IEEE Trans Pattern Anal Mach Intell. 2022 Apr;44(4):2188-2197. doi: 10.1109/TPAMI.2020.3033291. Epub 2022 Mar 4.
Adversarial attacks on deep neural networks (DNNs) have been found for several years. However, the existing adversarial attacks have high success rates only when the information of the victim DNN is well-known or could be estimated by the structure similarity or massive queries. In this paper, we propose to Attack on Attention (AoA), a semantic property commonly shared by DNNs. AoA enjoys a significant increase in transferability when the traditional cross entropy loss is replaced with the attention loss. Since AoA alters the loss function only, it could be easily combined with other transferability-enhancement techniques and then achieve SOTA performance. We apply AoA to generate 50000 adversarial samples from ImageNet validation set to defeat many neural networks, and thus name the dataset as DAmageNet. 13 well-trained DNNs are tested on DAmageNet, and all of them have an error rate over 85 percent. Even with defenses or adversarial training, most models still maintain an error rate over 70 percent on DAmageNet. DAmageNet is the first universal adversarial dataset. It could be downloaded freely and serve as a benchmark for robustness testing and adversarial training.

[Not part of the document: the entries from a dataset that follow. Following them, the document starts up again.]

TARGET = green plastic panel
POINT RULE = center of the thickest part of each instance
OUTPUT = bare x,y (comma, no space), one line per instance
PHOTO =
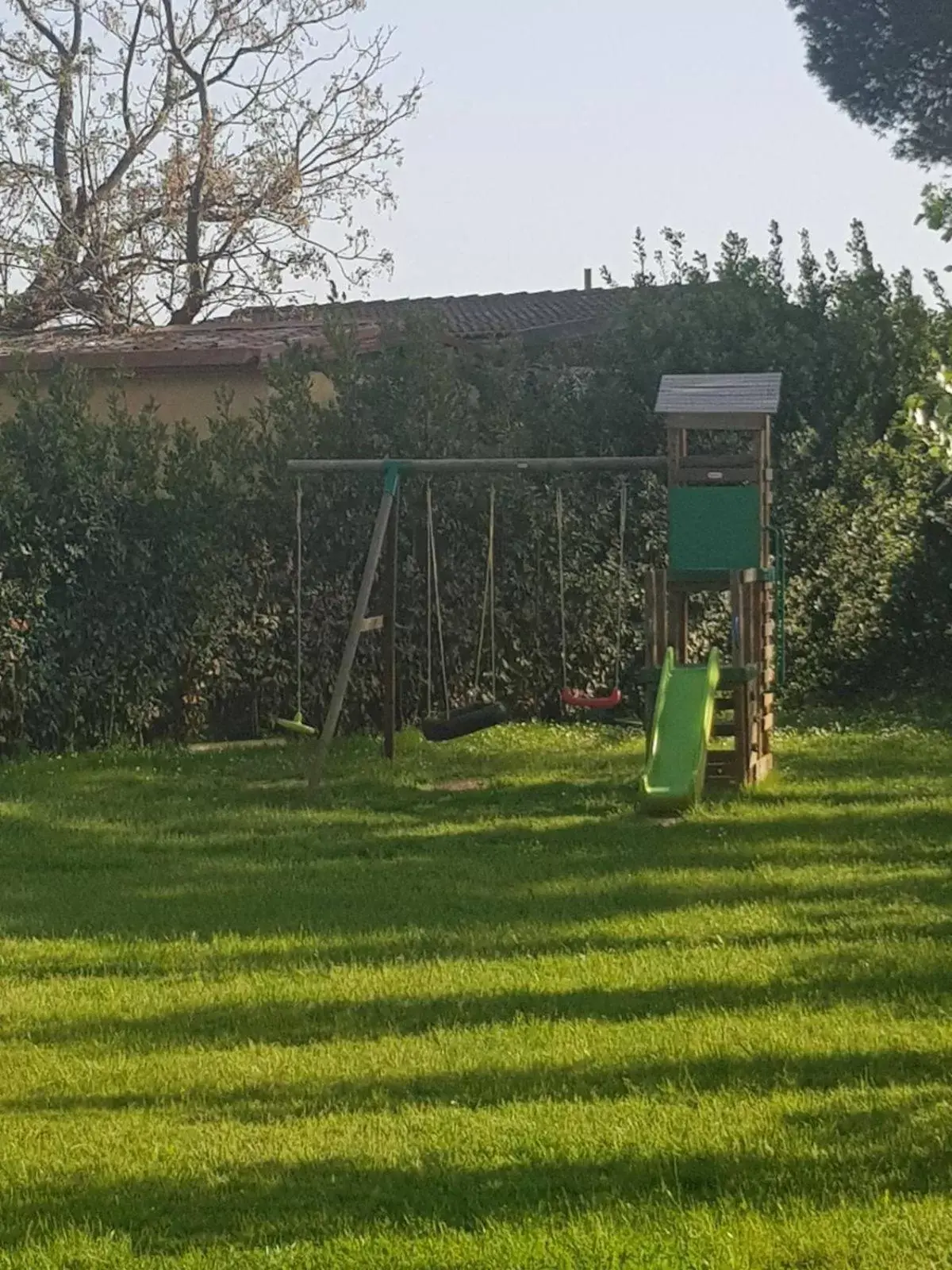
714,527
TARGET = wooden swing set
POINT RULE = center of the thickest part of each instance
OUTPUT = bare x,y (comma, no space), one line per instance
452,723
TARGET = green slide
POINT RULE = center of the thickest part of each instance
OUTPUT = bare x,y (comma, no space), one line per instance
677,752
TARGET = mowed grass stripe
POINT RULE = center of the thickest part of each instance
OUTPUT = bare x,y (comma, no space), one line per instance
508,1026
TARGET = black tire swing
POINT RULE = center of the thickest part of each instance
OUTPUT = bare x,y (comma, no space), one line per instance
463,721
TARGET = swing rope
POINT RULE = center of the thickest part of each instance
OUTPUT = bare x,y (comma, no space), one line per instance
298,600
435,605
622,526
489,605
298,724
560,533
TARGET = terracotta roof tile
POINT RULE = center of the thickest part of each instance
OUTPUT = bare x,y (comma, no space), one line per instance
171,347
255,336
469,317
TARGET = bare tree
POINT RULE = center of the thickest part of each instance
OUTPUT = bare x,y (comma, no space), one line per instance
163,158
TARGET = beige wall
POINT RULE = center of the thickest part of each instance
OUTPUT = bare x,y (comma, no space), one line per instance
190,394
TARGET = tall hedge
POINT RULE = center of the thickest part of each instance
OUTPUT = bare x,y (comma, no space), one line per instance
146,575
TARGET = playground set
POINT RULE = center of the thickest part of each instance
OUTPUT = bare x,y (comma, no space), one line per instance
710,722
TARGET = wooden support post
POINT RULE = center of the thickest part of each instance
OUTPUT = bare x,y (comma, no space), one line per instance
391,484
678,624
390,611
740,624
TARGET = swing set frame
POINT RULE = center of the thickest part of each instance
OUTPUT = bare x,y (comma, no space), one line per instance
384,546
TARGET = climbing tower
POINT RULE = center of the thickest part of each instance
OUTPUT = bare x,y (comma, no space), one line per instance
721,540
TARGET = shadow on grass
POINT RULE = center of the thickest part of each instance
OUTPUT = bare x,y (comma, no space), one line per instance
818,982
486,1087
276,1202
347,883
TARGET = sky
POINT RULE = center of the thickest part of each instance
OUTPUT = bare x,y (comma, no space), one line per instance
551,129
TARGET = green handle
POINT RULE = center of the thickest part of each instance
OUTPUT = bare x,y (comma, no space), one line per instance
780,556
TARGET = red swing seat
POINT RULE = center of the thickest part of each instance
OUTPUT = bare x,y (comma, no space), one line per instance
583,702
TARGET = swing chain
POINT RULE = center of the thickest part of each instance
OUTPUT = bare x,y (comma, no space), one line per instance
298,598
622,526
433,603
560,535
489,605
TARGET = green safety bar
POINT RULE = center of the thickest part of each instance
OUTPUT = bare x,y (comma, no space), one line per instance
781,567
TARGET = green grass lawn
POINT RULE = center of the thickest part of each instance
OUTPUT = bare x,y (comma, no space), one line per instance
509,1026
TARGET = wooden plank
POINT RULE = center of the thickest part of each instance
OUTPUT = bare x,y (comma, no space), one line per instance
353,637
717,461
719,476
765,768
716,422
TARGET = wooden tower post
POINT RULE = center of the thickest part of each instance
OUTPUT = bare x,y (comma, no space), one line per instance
720,505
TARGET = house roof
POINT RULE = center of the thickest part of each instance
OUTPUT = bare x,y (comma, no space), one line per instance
470,317
171,347
254,337
719,394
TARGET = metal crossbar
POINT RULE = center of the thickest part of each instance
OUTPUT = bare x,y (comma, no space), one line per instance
448,467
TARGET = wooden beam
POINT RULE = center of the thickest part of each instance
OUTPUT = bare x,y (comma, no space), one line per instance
717,422
353,638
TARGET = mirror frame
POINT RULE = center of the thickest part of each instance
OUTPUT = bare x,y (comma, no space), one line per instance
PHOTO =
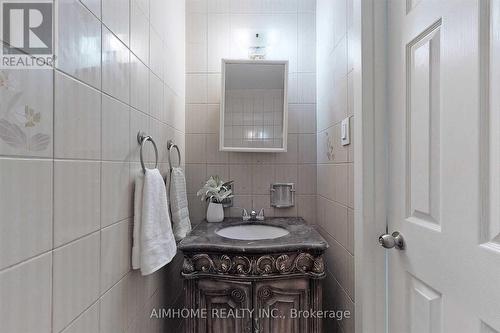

对抗攻击已经存在多年了。然而,现有的对抗攻击只有在受害者 DNN 的信息被很好地了解或者可以通过结构相似性或大量查询来估计时,才具有很高的成功率。在本文中,我们提出了攻击注意力(AoA),这是 DNN 普遍具有的一种语义属性。当传统的交叉熵损失被注意力损失取代时,AoA 的可转移性显著提高。由于 AoA 只改变损失函数,因此可以很容易地与其他提高可转移性的技术结合,从而达到 SOTA 性能。我们应用 AoA 从 ImageNet 验证集生成 50000 个对抗样本来击败许多神经网络,因此将该数据集命名为 DAmageNet。我们在 DAmageNet 上测试了 13 个训练有素的 DNN,它们的错误率都超过了 85%。即使有防御措施或对抗训练,大多数模型在 DAmageNet 上的错误率仍然保持在 70%以上。DAmageNet 是第一个通用的对抗性数据集。它可以免费下载,并作为鲁棒性测试和对抗性训练的基准。